/DRL-ISP

Official implementation for "DRL-ISP: Multi-Objective Camera ISP with Deep Reinforcement Learning"

Primary LanguagePython

DRL-ISP: Multi-Objective Camera ISP with Deep Reinforcement Learning

This github is a official implementation of the paper:

DRL-ISP: Multi-Objective Camera ISP with Deep Reinforcement Learning

Ukcheol Shin, Kyunghyun Lee, In So Kweon

First two authors equally contributed

IEEE/RSJ International Conference on Intelligent Robots and Systems (IROS) 2022

[Paper] [Project webpage]

Introduction

Recently, self-supervised learning of depth and ego-motion from thermal images shows strong robustness and reliability under challenging lighting and weather conditions. However, the inherent thermal image properties such as weak contrast, blurry edges, and noise hinder to generate effective self-supervision from thermal images. Therefore, most previous researches just rely on additional self-supervisory sources such as RGB video, generative models, and Lidar information. In this paper, we conduct an in-depth analysis of thermal image characteristics that degenerates self-supervision from thermal images. Based on the analysis, we propose an effective thermal image mapping method that significantly increases image information, such as overall structure, contrast, and details, while preserving temporal consistency. By resolving the fundamental problem of the thermal image, our depth and pose network trained only with thermal images achieves state-of-the-art results without utilizing any extra self-supervisory source. As our best knowledge, this work is the first self-supervised learning approach to train monocular depth and relative pose networks with only thermal images.
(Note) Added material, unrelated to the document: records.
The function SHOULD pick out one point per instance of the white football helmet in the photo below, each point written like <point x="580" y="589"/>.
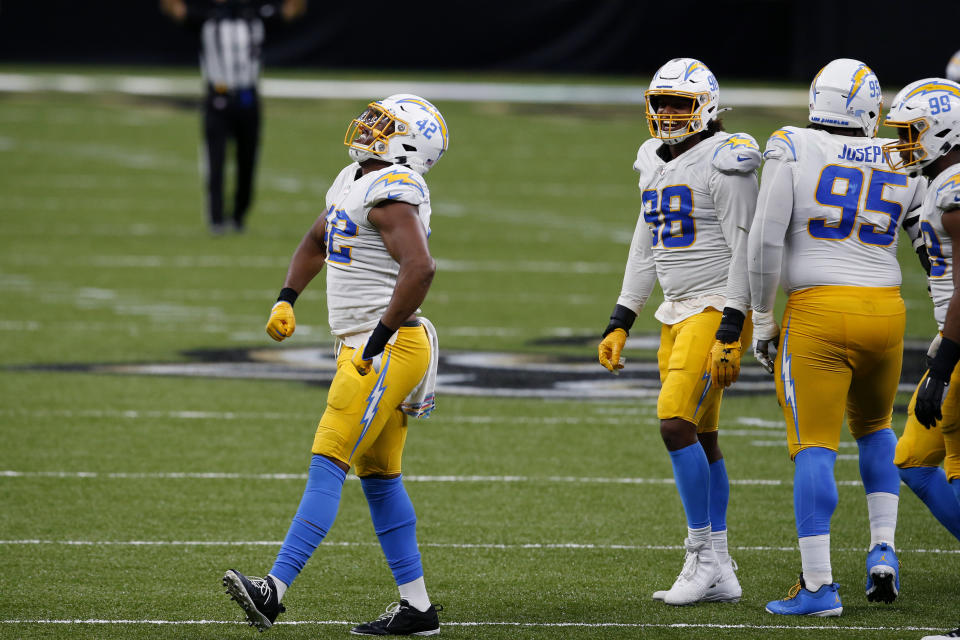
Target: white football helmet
<point x="691" y="81"/>
<point x="953" y="67"/>
<point x="846" y="93"/>
<point x="400" y="129"/>
<point x="926" y="115"/>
Deep Reinforcement Learning based Camera ISP framework

Camera ISP Toolbox

Camera ISP Tool Selector Results

1. Step-wise ISP Tool Selection Result for PSNR reward

2. Step-wise ISP Tool Selection Result for Object Detection

3. Step-wise ISP Tool Selection Result for Single-view Depth Estimation

Getting Started

0. Prerequisite

This codebase was developed and tested with python 3.7, Pytorch 1.5.1, and CUDA 10.2 on Ubuntu 16.04. Modify "prefix" of the environment.yml file according to your environment.

conda env create --file environment.yml
conda activate pytorch1.5_rl

For the raw2rgb for detection task, you need to additionally install detectron2.

1. Datasets

(1) RGB data

In order to train and evaluate our code, you need to download DIV2K, MSCOCO, and KITTI detection dataset.

Also, Rendered WB dataset (Set2) dataset is required to train white-balance tools.

For the depth task, we used the pre-processed KITTI RAW dataset of SC-SfM-Learner

(2) Bayer data

We convert RGB images of each dataset into the Bayer pattern images by utilizing this Github

However, it taks a lots of time, we provide pre-processed RAW datasets.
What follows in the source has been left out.